CAPÍTULO 8 – TOUJOURS PUR
POV DRACO
Apenas quedaban dos días para el ataque, ellos estarían fuera en la redada, necesitaba salir de aquí esta misma tarde, no podía dejarlo más, llevaba junto a mi pecho el medallón, al parecer perteneció a mi abuelo Abraxas y a su dragón, era un escudo, protección, y el anillo lo portaba en mi mano, estaba observándolo detenidamente cuando lo vi, con el reflejo de luz del sol, Toujours Pur, que apropiado, no habría otro lema más acorde a la familia Black, siempre puros, y así ha sido durante generaciones.
-Malfoy, necesito tu ayuda.
-¿No te enseñaron a llamar a la puerta Potter?
-Es urgente.
-La próxima clase será esta tarde, ahora tengo asuntos que arreglar.- Me levanté dispuesto a irme hacia Grimmauld Place y acabar con todo esto de una vez, pero lo que dijo Potter hizo que me bloqueara frente a la puerta-
-Estuve practicando lo que me dijiste, y conseguí trasladarme junto a él, apenas fueron unos segundos.
-¿Qué viste?
-Estaba junto a una estantería, iba andando y de pronto se detuvo, notó una ausencia, al parecer faltaba un libro y de repente…

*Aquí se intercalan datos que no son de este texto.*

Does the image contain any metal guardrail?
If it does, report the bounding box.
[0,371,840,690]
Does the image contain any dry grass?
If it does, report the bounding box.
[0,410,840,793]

-Acaba la jodida frase Potter no tengo todo el tiempo.
-De repente fue a la habitación de tu madre y… -No pude soportar más la espera y me interné en él, viendo como Voldemort fue junto a mi madre…
-Narcissa ¿vio usted algo raro? me resulta sorprendente la ausencia de un libro en sus vitrinas.
-No mi Lord, nunca salgo de aquí de todos modos.
-Tenga muy presente que puedo notar quién entra y quién sale de nuestra mansión mi señora.
-¿Quién podría burlar sus defensas?
-Alguien con muy poco que perder, por cierto, vine a hacerle entrega de un regalo, es un anillo una réplica del suyo he notado que no lo portaba.
-Debí perderlo, si no necesita nada más mi Lord me gustaría dormir.
-Por supuesto de todas formas no hay de qué preocuparse, quien robara dicho libro ya estará muerto en cuanto lo abra sabré dónde se encuentra, ¿increíble cierto?
-Sí…
- Parecía como si supiera que yo estaba allí, miró hacia dónde estaba y se rió. ¿Qué crees que pue-
Granger… No le dejé terminar la oración y salí corriendo de la habitación le pedí a Orión que la buscara, enseguida me mostró una imagen de ella yendo al lago, no dudé un instante en aparecerme, justo a tiempo, antes de que saliera del escudo.
-¿¡Qué demonios crees que estás haciendo?!
En cuanto le quité el libro hice a Orión quemarlo y pudo ver como del libro salía un rastro negro para después consumirse por las llamas.
-¿Qué ha sido eso?
-El libro estaba maldito. De haberlo abierto todos estaríamos perdidos. Debes agradecérselo a Potter, el lo descubrió a tiempo, ahora debo irme.
-¿Podría…?
-¿Acompañarme? Será mejor dejarte venir conmigo a que vengas sola tras de mí, por tu seguridad.
La cogí del brazo y nos desaparecimos de allí, ahora estábamos frente a la escalera de la casa Black y antes de escuchar sandeces de Kreacher le mandé un silenciador, no sin ganarme una mirada de la leona, abrí la puerta viendo ante mí nuestro billete de salida, asegurando las puertas con silenciadores, noté la presencia de Orión cerca, así que era el momento de empezar.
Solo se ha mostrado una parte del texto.